While hopefully avoiding stoking the ADN - BSN debate unnecessarily, I thought I'd share my experience with my state's consideration of BSN as entry into practice, as well as the BSN-in-10 initiative. About 3 years ago I sat... Read More


  1. 1
    Quote from SummitAP
    In the medical fields, there is but one other field besides nursing that hasn't realized the improved patient care and higher salary comes with higher education, understanding deeply the why, the research, and broadening scope and field.
    *** I would add another field. PAs can enter the profession at several levels from associates to masters.
    Kandy83 likes this.
  2. 0
    I don't see how they will be able to require advanced practice nurses to have doctorate degrees without also raising the requirements of RN's. If they do actually require a NP to have a doctorate to practice then I'd be willing to bet the BSN requirement will be close behind. It only makes sense.
  3. 1
    Quote from PMFB-RN
    *** Magnet has not required a hospital to staff BSN RNs or a percentage of BSN RNs at the bedside. All 3 magnet hospital in my state recruit and hire associates degree nurses. Only one of the three, the one associated with the university school of nursing, even says "BSN prefered". One of those hospitals will only consider associates new grads for it's Critical Care Residency for the SICU (due to so few BSN grads completing their contract).

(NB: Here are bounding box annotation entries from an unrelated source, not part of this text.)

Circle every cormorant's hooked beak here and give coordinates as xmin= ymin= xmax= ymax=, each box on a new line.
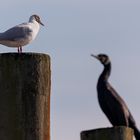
xmin=39 ymin=21 xmax=44 ymax=26
xmin=91 ymin=54 xmax=99 ymax=60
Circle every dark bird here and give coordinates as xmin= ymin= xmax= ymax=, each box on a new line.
xmin=91 ymin=54 xmax=140 ymax=140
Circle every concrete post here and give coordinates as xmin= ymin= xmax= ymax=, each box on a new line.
xmin=0 ymin=53 xmax=51 ymax=140
xmin=81 ymin=126 xmax=133 ymax=140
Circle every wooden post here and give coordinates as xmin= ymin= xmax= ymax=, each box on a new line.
xmin=81 ymin=126 xmax=133 ymax=140
xmin=0 ymin=53 xmax=51 ymax=140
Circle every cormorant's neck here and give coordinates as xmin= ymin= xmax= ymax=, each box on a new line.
xmin=99 ymin=62 xmax=111 ymax=82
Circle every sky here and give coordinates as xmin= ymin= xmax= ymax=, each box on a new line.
xmin=0 ymin=0 xmax=140 ymax=140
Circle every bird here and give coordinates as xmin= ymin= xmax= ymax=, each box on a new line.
xmin=0 ymin=14 xmax=44 ymax=53
xmin=91 ymin=54 xmax=140 ymax=140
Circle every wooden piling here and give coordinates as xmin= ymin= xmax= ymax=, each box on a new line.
xmin=81 ymin=126 xmax=133 ymax=140
xmin=0 ymin=53 xmax=51 ymax=140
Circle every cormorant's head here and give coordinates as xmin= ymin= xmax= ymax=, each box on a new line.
xmin=91 ymin=54 xmax=110 ymax=66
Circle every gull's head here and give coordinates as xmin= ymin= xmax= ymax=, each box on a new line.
xmin=29 ymin=15 xmax=44 ymax=26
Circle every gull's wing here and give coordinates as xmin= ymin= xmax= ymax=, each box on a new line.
xmin=0 ymin=23 xmax=32 ymax=41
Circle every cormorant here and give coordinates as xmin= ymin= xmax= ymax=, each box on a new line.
xmin=91 ymin=54 xmax=140 ymax=140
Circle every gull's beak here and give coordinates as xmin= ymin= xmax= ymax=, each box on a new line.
xmin=91 ymin=54 xmax=99 ymax=60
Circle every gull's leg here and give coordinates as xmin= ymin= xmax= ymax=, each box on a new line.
xmin=18 ymin=47 xmax=20 ymax=53
xmin=19 ymin=47 xmax=22 ymax=53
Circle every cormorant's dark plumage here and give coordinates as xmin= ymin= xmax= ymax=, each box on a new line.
xmin=91 ymin=54 xmax=140 ymax=140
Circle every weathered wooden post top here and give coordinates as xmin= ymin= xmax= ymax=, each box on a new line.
xmin=81 ymin=126 xmax=133 ymax=140
xmin=0 ymin=53 xmax=51 ymax=140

    I wasn't able to read the Medscape article but it would seem that it is evidence that Magnet certification results in lower moretality rates but says nothing about BSN vs ADN RNs.
    Right about the first part. As of now the BSN requirement applies only to nurse managers.

    From the ANCC website:

    Effective 1/1/2011 (at time of application) – 75% Nurse Managers must have a degree in nursing
    (baccalaureate or graduate degree)
    Effective 1/1/2013 (at time of application) – 100% Nurse Managers must have a degree in nursing
    (baccalaureate or graduate degree)


    But after 2013 magnet hospitals will have to present a plan to have 80% of all RNs with BSNs.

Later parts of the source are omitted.